The Guilty takes place into two rooms within an Emergency services call centre. The focus is on one man working here, Asger Holm, who is in every scene throughout. A few factors emerge quickly, one is that he doesn’t seem to be all that interested in his job, and a clue why presents itself in the form of a telephone call from a journalist, asking for Asger’s comment on an unknown issue that he was obviously at the centre of.
Baffled by how she got his mobile number, he quickly utters “No comment’ and quickly hangs up the phone. Other small clues give us a glance into Asger’s head-space, such as his unblinking stare at an aspirin tablet dissolving in water. His phone begins to ring, unbeknown to him until a colleague nudges him. Something isn’t right with Asger, and the film doesn’t provide many more clues until the story being told boils over.
A unique screenplay is used, where we only see one side of the action: the side that can’t physically see the action. The script becomes ever important then, and it doesn’t disappoint. We hear what Asger hears but never see a thing, much like Asger. Like a good novel then, our imagination is evoked.
The execution of this idea is incredible as the script paints a picture, a ride that begins when Asger answers a call from a woman who has been kidnapped. Asger quickly takes it upon himself to solve the crime and begins to call in favours while making assumptions that stretch far beyond his role in the call centre. But the call from Iben has obviously stuck out from all the other mundane calls he has received.
Asger’s actions plant ideas in our heads about what exactly is happening on the other side of the phone. It is a very inventive way of illustrating an image with dialogue alone, an image that will be different for each viewer.
A film like this relies on its lead actor to carry the film in a manner not dissimilar to Tom Hardy in Locke, and the stoney faced Jakob Cedergren is near flawless with his calm demeanor that subtly shows something lurking inside, what exactly, we’ll never know. The camera-work and its use of zoom penetrate Asger Holm further, Jakob Cedergren forever hard to read.

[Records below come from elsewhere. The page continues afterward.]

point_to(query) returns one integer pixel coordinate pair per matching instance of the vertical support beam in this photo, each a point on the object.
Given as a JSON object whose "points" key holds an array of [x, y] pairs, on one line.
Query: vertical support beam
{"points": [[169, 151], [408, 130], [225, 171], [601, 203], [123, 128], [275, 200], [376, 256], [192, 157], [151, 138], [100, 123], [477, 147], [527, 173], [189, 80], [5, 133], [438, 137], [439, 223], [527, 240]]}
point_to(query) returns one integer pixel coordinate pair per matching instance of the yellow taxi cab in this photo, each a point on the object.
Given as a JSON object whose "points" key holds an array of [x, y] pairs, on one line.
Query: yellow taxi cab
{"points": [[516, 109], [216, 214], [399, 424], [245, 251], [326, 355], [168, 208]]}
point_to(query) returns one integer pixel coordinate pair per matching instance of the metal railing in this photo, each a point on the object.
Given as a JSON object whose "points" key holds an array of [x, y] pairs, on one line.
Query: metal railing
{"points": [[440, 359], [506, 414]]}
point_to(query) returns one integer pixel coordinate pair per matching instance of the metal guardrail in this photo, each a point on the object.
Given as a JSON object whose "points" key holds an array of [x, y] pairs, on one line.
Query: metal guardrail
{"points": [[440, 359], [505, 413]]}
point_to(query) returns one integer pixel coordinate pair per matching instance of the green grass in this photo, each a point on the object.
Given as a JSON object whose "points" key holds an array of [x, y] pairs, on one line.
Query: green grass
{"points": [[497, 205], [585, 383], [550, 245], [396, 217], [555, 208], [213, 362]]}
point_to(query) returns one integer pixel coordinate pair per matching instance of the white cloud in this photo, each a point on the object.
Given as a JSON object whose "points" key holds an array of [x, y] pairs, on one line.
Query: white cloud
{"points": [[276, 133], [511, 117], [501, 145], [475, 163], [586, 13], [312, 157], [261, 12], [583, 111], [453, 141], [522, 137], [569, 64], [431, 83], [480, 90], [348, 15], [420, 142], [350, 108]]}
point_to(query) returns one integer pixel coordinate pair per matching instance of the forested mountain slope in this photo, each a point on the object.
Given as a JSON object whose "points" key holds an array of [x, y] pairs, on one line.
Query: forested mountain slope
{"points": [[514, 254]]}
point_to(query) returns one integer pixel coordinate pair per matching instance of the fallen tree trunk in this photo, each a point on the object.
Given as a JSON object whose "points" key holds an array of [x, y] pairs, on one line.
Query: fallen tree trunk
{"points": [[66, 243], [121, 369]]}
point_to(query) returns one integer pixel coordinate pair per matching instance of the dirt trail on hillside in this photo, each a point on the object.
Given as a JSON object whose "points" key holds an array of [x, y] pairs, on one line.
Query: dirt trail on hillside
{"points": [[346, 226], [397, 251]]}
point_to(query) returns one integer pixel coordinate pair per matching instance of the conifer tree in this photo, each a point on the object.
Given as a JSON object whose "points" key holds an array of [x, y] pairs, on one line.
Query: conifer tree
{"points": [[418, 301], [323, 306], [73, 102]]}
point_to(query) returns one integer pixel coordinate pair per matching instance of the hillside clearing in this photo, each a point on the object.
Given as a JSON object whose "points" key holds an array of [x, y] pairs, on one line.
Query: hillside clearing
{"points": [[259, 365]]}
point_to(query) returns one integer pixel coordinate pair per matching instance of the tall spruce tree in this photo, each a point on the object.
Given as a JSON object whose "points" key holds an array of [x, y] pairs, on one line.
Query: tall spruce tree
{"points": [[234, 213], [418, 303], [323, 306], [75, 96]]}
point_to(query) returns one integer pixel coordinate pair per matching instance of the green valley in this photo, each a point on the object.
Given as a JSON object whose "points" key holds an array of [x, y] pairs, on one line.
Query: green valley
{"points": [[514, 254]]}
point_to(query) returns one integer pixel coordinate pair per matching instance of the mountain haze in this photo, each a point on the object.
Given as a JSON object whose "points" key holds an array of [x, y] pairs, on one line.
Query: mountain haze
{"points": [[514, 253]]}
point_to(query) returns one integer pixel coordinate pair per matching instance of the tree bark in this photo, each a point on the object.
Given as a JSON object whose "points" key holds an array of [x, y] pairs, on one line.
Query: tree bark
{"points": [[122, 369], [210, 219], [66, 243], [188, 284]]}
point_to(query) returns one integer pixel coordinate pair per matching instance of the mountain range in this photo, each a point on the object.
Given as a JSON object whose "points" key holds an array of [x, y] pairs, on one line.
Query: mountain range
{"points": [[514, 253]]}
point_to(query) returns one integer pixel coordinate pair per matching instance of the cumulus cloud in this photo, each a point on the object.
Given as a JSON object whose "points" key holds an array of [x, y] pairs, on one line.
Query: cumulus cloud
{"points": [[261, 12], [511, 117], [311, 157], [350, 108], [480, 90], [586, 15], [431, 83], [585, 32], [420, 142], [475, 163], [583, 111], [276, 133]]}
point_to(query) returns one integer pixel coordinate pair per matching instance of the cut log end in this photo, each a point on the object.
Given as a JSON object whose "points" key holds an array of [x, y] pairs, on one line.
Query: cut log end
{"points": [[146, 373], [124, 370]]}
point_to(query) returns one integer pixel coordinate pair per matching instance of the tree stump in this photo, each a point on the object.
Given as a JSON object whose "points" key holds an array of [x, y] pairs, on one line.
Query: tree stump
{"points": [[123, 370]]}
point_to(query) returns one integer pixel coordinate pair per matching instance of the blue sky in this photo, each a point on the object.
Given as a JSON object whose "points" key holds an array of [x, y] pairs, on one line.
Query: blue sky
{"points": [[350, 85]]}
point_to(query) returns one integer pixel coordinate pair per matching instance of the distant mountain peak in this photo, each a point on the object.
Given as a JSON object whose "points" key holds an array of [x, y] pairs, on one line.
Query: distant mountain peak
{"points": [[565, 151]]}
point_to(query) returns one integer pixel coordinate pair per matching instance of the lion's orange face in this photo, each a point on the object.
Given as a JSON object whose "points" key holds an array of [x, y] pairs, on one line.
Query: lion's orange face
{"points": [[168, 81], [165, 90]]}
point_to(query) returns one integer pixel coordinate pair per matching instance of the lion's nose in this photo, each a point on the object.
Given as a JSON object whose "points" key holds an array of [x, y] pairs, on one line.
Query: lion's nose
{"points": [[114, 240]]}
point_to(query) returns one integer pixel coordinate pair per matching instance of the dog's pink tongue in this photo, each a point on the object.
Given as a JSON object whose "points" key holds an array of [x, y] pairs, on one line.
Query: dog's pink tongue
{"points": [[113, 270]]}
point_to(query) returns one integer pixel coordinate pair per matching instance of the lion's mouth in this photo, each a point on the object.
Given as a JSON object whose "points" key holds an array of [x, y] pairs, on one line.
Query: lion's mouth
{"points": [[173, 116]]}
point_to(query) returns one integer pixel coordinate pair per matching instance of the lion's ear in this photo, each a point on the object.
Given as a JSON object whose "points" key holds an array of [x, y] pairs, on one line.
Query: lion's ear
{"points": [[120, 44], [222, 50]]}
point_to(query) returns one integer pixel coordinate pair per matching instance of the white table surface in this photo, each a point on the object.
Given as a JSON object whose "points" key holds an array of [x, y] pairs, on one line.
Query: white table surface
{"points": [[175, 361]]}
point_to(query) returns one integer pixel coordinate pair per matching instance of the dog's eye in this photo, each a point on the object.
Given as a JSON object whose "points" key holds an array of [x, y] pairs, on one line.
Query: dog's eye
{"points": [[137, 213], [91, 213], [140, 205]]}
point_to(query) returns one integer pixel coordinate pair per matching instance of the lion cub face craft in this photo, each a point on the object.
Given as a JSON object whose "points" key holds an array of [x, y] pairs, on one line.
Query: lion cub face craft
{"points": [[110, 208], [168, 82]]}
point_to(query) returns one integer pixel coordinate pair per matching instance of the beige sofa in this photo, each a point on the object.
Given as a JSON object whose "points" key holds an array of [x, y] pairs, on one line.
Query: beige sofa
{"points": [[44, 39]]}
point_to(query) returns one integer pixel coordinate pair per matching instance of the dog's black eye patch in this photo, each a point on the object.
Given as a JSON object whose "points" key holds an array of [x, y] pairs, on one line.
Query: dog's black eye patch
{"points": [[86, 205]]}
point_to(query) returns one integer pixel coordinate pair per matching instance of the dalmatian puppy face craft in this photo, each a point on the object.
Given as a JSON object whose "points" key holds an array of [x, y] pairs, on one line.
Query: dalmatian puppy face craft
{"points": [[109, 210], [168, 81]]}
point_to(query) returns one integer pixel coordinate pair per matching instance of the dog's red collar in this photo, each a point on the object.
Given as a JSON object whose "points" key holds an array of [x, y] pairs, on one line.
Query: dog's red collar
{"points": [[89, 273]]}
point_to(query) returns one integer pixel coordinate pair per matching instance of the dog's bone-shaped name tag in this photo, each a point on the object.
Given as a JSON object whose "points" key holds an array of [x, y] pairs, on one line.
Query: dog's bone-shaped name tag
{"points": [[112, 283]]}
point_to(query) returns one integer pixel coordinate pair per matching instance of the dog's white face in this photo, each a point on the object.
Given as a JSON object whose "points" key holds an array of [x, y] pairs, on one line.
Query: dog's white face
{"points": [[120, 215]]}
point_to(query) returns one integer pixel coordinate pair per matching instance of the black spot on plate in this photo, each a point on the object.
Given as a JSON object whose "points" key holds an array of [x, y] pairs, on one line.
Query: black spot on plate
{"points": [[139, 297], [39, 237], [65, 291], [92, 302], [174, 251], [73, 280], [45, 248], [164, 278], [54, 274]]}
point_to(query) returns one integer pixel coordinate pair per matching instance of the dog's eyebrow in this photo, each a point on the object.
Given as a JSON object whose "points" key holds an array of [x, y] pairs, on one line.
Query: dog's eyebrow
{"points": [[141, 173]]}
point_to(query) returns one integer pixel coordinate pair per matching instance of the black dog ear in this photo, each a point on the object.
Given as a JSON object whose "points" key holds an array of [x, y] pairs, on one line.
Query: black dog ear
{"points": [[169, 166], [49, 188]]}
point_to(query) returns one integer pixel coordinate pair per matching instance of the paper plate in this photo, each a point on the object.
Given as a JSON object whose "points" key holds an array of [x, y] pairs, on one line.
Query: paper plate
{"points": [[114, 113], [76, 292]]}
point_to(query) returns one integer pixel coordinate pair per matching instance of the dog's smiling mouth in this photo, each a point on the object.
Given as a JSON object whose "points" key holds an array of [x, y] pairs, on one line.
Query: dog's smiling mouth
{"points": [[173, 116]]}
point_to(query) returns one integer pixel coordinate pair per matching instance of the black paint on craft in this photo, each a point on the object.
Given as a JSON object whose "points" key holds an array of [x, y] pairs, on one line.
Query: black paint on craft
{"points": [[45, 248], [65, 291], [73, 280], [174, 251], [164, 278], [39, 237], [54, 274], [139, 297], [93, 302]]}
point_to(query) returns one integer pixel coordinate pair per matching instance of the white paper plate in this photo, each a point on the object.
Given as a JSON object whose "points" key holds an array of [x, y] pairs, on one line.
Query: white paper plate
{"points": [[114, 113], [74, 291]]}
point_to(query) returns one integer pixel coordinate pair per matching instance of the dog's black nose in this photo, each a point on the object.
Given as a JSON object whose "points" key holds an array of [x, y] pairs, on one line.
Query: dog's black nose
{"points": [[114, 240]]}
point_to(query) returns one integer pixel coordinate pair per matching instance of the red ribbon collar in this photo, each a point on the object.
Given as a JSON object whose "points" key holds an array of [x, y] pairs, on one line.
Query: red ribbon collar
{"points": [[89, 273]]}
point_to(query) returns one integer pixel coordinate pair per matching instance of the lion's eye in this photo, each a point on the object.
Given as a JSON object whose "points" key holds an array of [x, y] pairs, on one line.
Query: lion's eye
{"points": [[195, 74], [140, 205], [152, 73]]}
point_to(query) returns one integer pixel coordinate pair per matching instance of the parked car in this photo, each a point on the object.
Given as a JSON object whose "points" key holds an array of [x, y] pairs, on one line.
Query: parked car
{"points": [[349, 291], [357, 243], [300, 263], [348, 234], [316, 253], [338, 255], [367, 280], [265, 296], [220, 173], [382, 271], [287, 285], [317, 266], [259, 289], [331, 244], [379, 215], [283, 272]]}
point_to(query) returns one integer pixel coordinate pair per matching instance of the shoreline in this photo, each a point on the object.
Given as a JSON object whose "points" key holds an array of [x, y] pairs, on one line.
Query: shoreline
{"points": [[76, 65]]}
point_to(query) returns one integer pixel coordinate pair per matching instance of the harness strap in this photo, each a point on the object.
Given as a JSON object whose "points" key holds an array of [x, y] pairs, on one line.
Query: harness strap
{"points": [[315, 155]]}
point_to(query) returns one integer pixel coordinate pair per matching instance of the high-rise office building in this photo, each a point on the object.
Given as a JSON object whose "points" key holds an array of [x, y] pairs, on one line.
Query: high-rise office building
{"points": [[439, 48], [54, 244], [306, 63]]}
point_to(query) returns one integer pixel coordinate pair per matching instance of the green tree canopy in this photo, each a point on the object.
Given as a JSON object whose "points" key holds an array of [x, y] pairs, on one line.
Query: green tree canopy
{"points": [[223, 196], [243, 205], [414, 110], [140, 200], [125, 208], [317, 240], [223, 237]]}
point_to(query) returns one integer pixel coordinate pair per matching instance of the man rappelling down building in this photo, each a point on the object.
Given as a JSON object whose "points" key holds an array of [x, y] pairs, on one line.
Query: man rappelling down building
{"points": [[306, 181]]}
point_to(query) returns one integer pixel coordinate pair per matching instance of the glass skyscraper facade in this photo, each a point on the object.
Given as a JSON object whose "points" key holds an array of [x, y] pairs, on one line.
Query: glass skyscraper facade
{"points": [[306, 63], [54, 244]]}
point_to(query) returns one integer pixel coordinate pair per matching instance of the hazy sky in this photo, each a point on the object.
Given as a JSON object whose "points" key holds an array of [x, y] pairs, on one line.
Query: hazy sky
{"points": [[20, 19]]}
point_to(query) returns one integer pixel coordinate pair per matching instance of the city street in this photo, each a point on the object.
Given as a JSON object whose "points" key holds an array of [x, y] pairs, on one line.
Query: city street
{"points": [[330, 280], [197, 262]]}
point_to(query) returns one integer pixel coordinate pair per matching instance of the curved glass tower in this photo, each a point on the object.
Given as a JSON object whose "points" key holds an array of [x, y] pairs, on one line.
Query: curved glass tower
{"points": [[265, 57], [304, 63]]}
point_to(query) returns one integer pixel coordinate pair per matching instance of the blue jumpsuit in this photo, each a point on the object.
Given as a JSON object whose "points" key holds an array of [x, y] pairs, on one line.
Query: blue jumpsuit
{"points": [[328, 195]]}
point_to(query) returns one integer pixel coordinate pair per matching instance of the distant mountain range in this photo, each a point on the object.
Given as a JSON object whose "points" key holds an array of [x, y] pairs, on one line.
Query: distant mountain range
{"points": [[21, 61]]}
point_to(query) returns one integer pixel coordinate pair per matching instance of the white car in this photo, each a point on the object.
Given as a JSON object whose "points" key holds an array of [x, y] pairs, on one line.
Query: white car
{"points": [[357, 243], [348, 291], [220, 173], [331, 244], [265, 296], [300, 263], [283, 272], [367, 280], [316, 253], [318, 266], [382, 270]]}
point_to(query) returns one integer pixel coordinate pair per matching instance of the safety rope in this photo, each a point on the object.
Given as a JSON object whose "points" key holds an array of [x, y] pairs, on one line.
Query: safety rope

A minimalist and very Scandinavian film in its almost deliberate decision to stage nothing that could be considered remotely fancy or visually exciting, it uses the lack of any action to put us firmly is Asger’s shoes, through all the decisions he makes. Throughout the film then as we watch Asger try to handle the situation, and especially after the ordeal, we are greeted with a simple question. Is Asger Holm a good man?